The latest rises have infuriated business groups, with Business NSW CEO Daniel Hunter warning that increases “will have a negative impact on businesses’ future operations – especially in light of wage increases, interest rate rises, energy price spirals and softening consumer demand”.
“While the state government describes the increase as an average increase of 8 per cent, in reality, the increases range between 2 per cent and 16.7 per cent,” Hunter said.
He warned that the recent national wage review would push many businesses into a higher cost bracket, which would force them to pay significantly more for premiums.
An icare spokesperson said increases to premiums were unavoidable for some businesses.
“Small businesses in the NSW Workers Compensation scheme pay a premium based on their wages and their industry profile. Premiums can increase due to business growth, higher wages, changes in industry profile or increases in average premium rates,” the spokesperson said.
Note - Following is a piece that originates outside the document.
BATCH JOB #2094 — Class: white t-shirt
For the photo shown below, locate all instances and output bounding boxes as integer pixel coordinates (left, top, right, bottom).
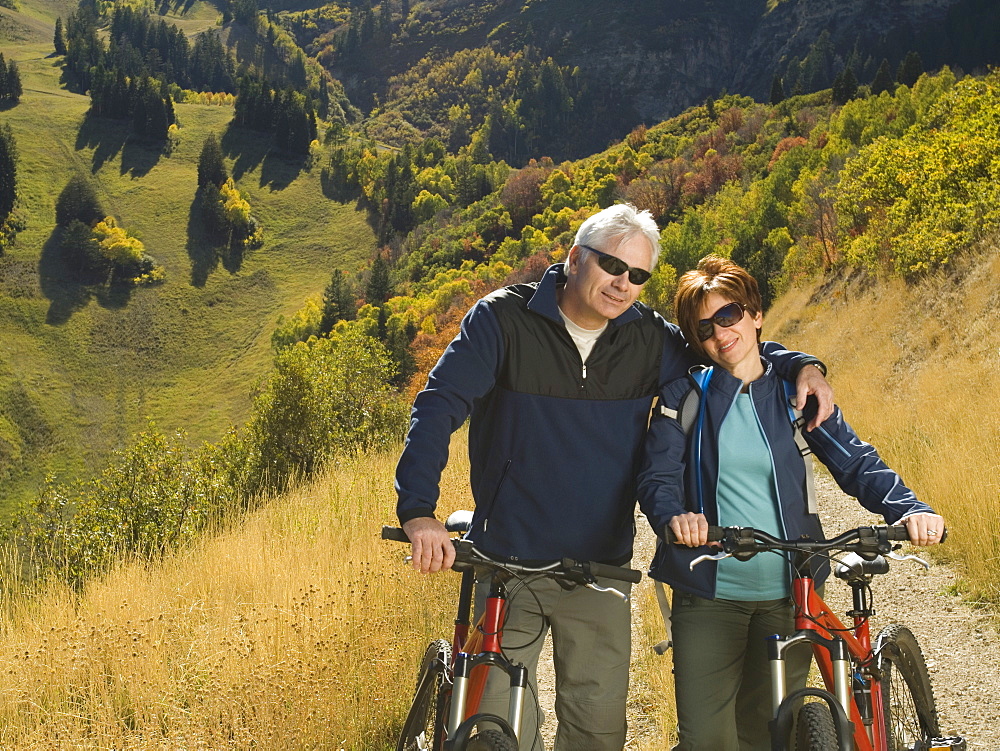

The scheme average premium rate increase for 2023-24 is 8 per cent and the industry profile is based on “risk of workplace injury and death”.
“Riskier industries will pay more. Safer industries will pay less. Taking into account these risk profiles, some increases will be lower than the average and some higher,” the spokesperson said.
As well as pleading to be allowed to increase premiums, icare needs a one-off top-up by the end of next week to ensure it can continue to pay injured frontline public servants.
Treasurer Daniel Mookhey said the $669 million payment was needed to guarantee injured public sector workers had access to financial support, but acknowledged the funding injection would add to the government’s gross debt, which is projected to reach $187 billion by 2026.